The Institute for Safe Medication Practices recently warned that administering promethazine parenterally may cause more severe tissue injuries than previously recognized. Promethazine, which is commonly sold under the trade name Phenergan, has many uses including as an antihistamine, a sedative and an antiemetic.
ISMP points that out promethazine is a known vesicant which is highly caustic to the intima of blood vessels and surrounding tissue. Deep intramuscular injection into a large muscle is the preferred parenteral route of administration, and is least likely to cause damage. But promethazine is also given by slow IV push in many hospitals. The IV route, along with inadvertent intra-arterial or subcutaneous administration is most likely to result in significant complications, ranging from burning and pain to paralysis, tissue necrosis, and gangrene. Sometimes surgical intervention such as fasciotomy, skin graft or even amputation is needed.
ISMP describes several recent cases where severe tissue damage occurred following IV administration of promethazine. For example, in one case a 19-year-old woman who went to the emergency department with flu-like symptoms was given Phenergan IV. During the injection, she cried out in pain, and after the injection she told the nurse that her arm was still in significant pain and that she felt “something was wrong.” The nurse reassured her and then left the room. The patient’s arm and fingers became purple and blotchy and then over the next several weeks eventually turned black and shriveled. Her thumb, index finger, and top of her middle finger eventually had to be amputated.
ISMP points out that the product labeling makes several recommendations to reduce the risk of these adverse events. They include giving the drug in concentrations no greater than 25 mg/mL, administering the drug at a rate no greater than 25 mg/minute, injecting the drug through the tubing of an infusion set that’s running and known to be working satisfactorily, and stopping the injection immediately if the patient reports burning in order to investigate whether there might be intra-arterial placement or perivascular extravasation.
In addition to the manufacturer’s recommendations, ISMP lists about a dozen other strategies to prevent or minimize tissue damage when giving IV promethazine.
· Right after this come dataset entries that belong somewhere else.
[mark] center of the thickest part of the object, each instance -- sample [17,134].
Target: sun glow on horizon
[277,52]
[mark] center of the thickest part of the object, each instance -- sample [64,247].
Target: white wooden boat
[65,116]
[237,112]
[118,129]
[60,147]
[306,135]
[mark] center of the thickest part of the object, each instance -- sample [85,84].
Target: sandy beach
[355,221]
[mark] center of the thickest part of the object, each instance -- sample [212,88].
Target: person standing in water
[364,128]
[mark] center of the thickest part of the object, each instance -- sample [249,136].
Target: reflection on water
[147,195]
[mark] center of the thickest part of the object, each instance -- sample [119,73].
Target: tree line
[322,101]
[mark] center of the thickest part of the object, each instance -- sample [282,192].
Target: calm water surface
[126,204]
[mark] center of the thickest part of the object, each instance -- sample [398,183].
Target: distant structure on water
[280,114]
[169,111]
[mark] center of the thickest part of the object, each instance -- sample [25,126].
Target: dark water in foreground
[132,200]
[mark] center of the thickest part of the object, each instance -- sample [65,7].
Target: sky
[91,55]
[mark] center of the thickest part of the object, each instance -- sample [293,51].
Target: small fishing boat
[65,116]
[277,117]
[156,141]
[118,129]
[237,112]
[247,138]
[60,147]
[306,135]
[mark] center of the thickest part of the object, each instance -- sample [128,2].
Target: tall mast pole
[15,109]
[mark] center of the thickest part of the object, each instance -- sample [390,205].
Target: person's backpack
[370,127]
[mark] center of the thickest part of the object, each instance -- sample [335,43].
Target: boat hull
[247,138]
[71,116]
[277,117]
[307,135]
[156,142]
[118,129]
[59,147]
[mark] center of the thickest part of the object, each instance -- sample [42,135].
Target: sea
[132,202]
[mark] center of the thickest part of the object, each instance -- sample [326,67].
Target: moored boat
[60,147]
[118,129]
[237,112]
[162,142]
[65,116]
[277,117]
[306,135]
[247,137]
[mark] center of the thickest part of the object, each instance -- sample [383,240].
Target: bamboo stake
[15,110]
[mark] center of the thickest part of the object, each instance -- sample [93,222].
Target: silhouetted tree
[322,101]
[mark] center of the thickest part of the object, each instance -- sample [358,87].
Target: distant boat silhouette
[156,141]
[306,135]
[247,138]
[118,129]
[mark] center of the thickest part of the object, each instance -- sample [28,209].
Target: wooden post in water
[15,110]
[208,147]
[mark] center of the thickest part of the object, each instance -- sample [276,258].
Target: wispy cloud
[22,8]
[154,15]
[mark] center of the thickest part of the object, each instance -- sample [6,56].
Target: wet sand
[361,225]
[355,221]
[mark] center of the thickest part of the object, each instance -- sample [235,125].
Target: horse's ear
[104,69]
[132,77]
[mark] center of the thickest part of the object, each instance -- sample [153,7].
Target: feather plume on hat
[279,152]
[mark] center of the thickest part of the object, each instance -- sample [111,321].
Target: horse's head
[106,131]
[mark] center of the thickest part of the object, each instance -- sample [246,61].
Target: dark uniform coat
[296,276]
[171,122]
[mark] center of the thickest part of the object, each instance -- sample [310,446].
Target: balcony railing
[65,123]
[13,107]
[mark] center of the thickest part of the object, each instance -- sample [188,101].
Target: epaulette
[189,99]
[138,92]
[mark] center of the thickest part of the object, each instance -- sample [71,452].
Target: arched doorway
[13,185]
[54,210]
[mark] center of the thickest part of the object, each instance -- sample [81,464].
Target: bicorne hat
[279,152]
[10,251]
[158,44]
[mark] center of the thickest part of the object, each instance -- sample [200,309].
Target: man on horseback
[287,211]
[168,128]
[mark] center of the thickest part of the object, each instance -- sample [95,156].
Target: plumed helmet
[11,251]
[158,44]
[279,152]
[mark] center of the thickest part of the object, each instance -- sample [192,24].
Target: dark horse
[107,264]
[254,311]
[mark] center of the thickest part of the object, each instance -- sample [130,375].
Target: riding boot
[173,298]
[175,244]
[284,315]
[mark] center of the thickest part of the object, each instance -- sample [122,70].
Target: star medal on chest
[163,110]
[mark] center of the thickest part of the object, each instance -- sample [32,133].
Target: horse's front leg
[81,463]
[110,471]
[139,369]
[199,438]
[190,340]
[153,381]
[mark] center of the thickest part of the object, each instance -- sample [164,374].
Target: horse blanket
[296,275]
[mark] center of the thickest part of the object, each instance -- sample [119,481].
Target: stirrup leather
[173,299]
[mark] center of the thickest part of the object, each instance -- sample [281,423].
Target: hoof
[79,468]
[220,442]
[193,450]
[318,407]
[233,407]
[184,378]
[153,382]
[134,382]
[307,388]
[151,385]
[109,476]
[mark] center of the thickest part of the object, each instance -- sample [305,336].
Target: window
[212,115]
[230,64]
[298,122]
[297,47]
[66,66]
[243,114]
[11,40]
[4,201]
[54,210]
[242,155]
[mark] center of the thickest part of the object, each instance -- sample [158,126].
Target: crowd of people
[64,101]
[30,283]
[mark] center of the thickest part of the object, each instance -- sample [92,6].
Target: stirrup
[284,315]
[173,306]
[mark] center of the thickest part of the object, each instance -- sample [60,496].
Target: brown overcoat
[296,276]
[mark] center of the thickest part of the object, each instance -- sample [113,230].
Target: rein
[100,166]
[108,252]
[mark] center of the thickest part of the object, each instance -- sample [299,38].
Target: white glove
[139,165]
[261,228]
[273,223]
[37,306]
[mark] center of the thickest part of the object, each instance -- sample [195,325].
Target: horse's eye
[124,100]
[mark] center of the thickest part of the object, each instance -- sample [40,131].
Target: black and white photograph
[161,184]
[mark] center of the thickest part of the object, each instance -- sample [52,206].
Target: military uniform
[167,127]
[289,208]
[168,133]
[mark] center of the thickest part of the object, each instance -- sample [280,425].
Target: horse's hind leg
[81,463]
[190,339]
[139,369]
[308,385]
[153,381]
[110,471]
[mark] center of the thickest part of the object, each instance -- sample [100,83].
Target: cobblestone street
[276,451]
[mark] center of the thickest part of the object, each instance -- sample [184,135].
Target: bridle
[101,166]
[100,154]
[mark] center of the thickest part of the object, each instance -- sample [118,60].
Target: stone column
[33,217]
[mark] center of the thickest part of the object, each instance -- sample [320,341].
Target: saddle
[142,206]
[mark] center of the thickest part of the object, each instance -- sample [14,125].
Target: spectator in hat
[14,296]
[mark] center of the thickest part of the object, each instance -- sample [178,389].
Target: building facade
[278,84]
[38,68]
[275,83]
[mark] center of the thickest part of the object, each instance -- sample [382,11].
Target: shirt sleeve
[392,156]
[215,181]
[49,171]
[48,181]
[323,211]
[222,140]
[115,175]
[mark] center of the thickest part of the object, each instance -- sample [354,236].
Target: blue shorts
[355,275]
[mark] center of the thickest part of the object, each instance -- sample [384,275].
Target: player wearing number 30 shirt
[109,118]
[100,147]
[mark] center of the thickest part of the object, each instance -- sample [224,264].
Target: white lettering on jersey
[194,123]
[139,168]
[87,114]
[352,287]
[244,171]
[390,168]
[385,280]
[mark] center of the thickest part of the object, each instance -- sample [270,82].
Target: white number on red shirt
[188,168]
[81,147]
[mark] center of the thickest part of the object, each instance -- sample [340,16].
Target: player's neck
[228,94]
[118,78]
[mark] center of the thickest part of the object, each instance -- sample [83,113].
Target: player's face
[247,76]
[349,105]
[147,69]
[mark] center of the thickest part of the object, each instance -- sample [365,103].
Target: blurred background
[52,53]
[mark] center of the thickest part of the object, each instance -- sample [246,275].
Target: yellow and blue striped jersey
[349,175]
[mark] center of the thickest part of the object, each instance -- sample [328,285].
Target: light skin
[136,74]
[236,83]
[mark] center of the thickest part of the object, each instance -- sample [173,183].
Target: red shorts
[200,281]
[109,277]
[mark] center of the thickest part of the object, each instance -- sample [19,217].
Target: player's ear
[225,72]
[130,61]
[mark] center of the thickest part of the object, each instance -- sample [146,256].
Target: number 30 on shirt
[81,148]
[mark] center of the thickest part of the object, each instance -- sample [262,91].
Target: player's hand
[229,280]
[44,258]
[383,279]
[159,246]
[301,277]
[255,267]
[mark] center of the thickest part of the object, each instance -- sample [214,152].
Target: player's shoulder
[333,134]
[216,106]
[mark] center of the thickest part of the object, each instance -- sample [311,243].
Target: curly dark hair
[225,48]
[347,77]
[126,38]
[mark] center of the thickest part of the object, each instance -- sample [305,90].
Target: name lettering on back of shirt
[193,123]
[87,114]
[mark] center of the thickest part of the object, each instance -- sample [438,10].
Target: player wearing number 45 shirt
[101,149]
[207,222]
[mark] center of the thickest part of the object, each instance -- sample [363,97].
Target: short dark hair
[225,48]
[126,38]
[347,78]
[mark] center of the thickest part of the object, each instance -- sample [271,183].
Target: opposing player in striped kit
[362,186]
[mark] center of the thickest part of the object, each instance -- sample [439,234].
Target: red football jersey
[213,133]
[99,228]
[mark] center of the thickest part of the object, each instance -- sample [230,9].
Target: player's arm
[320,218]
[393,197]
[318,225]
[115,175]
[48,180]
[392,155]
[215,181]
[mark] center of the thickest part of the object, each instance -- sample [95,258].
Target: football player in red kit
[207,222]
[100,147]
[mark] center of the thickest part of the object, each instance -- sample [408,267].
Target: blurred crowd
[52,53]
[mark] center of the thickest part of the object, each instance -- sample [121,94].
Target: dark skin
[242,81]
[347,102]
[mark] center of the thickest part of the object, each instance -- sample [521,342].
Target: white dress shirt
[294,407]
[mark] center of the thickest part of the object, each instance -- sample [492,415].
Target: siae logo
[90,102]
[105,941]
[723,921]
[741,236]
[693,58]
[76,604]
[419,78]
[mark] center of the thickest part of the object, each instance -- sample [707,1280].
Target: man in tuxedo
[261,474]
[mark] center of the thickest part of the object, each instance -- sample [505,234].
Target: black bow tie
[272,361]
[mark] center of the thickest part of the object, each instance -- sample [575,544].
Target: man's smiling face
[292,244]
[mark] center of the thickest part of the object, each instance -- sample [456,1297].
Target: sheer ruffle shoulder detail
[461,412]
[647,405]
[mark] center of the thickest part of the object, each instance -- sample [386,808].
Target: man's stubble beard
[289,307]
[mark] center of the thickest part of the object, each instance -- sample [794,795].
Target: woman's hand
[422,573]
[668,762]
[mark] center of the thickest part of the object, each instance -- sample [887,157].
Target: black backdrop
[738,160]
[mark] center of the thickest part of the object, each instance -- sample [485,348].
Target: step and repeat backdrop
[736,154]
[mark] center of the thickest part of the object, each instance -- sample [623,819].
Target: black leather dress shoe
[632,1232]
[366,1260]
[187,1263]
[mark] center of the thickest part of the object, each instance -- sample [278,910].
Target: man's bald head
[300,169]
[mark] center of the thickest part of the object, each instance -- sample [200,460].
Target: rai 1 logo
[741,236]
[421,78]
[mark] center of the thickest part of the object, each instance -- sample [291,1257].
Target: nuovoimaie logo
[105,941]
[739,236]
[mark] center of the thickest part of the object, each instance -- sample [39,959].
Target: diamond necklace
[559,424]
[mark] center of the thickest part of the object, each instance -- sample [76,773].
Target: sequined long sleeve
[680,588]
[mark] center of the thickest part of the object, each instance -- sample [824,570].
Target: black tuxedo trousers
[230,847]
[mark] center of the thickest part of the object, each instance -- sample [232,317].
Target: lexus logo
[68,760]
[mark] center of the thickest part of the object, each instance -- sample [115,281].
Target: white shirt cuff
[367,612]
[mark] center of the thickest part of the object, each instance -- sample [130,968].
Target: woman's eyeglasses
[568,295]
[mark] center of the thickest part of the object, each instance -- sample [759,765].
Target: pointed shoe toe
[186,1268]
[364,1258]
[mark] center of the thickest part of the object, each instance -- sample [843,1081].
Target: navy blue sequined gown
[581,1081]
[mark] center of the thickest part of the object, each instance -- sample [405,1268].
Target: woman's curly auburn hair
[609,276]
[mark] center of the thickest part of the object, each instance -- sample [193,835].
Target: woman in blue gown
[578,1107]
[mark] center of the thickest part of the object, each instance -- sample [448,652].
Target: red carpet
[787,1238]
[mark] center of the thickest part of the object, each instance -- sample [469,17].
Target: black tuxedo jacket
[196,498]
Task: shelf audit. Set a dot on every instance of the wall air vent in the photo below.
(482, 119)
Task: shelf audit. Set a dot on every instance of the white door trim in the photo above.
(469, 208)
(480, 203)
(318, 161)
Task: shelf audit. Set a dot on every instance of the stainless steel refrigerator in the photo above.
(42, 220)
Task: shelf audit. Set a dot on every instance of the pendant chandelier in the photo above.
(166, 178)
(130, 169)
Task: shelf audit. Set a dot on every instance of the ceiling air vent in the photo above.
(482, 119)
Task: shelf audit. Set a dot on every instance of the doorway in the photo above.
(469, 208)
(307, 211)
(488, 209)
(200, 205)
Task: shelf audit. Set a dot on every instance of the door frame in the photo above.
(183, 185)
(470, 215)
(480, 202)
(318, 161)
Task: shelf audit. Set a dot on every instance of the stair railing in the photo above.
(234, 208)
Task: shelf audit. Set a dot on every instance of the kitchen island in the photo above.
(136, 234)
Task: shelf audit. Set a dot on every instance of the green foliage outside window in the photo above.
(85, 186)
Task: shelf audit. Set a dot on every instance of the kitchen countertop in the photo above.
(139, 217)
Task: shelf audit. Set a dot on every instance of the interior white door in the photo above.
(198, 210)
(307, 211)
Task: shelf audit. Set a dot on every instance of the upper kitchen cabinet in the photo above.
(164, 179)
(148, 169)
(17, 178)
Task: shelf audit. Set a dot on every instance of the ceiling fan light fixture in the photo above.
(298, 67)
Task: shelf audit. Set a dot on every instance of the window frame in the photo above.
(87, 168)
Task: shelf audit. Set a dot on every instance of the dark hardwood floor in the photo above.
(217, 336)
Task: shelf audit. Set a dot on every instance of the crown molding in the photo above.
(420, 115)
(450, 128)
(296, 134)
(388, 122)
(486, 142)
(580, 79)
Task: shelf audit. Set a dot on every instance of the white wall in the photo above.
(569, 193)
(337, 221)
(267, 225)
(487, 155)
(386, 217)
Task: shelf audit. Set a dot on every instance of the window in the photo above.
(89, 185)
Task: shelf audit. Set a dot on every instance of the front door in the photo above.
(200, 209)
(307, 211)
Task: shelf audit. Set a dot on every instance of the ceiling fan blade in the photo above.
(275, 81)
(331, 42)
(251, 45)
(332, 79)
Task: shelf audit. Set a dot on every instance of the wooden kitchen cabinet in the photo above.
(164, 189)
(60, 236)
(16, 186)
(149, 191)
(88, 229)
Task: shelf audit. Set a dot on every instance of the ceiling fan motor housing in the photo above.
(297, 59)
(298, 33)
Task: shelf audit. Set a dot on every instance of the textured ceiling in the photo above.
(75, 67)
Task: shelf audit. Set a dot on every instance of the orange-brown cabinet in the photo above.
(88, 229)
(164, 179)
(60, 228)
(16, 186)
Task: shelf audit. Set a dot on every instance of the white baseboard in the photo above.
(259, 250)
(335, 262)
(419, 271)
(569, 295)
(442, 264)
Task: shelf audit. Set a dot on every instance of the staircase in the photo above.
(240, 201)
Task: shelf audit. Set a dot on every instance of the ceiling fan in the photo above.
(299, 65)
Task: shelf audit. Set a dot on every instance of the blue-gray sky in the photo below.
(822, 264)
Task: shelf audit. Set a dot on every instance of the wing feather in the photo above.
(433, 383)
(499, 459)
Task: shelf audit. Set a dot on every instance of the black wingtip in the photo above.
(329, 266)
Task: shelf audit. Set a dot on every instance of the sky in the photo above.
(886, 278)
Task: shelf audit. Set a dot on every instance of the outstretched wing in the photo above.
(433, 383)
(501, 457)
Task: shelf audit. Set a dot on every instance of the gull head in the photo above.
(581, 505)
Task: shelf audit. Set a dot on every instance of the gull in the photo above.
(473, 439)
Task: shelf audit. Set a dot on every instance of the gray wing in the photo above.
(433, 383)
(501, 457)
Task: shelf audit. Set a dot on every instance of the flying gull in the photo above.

Here are several suggestions.
• Stock promethazine only in the 25 mg/mL concentration (not the 50 mg/ml) since this is the highest concentration of promethazine that can be given IV.
• Consider 6.25 to 12.5 mg of promethazine as the starting IV dose, especially for elderly patients.
• Give the medication only through a large-bore vein and check the patency of the access site before administering.
• Administer IV promethazine through a running IV line at the port furthest from the patient’s vein.
• Consider administering IV promethazine over 10-15 minutes.
• Before administering the drug, tell patients to let you know immediately if burning or pain occurs during or after the injection.
ISMP Medication Safety Alert! Serious Action needed to prevent serious tissue injury with IV Promethazine. August 10, 2006.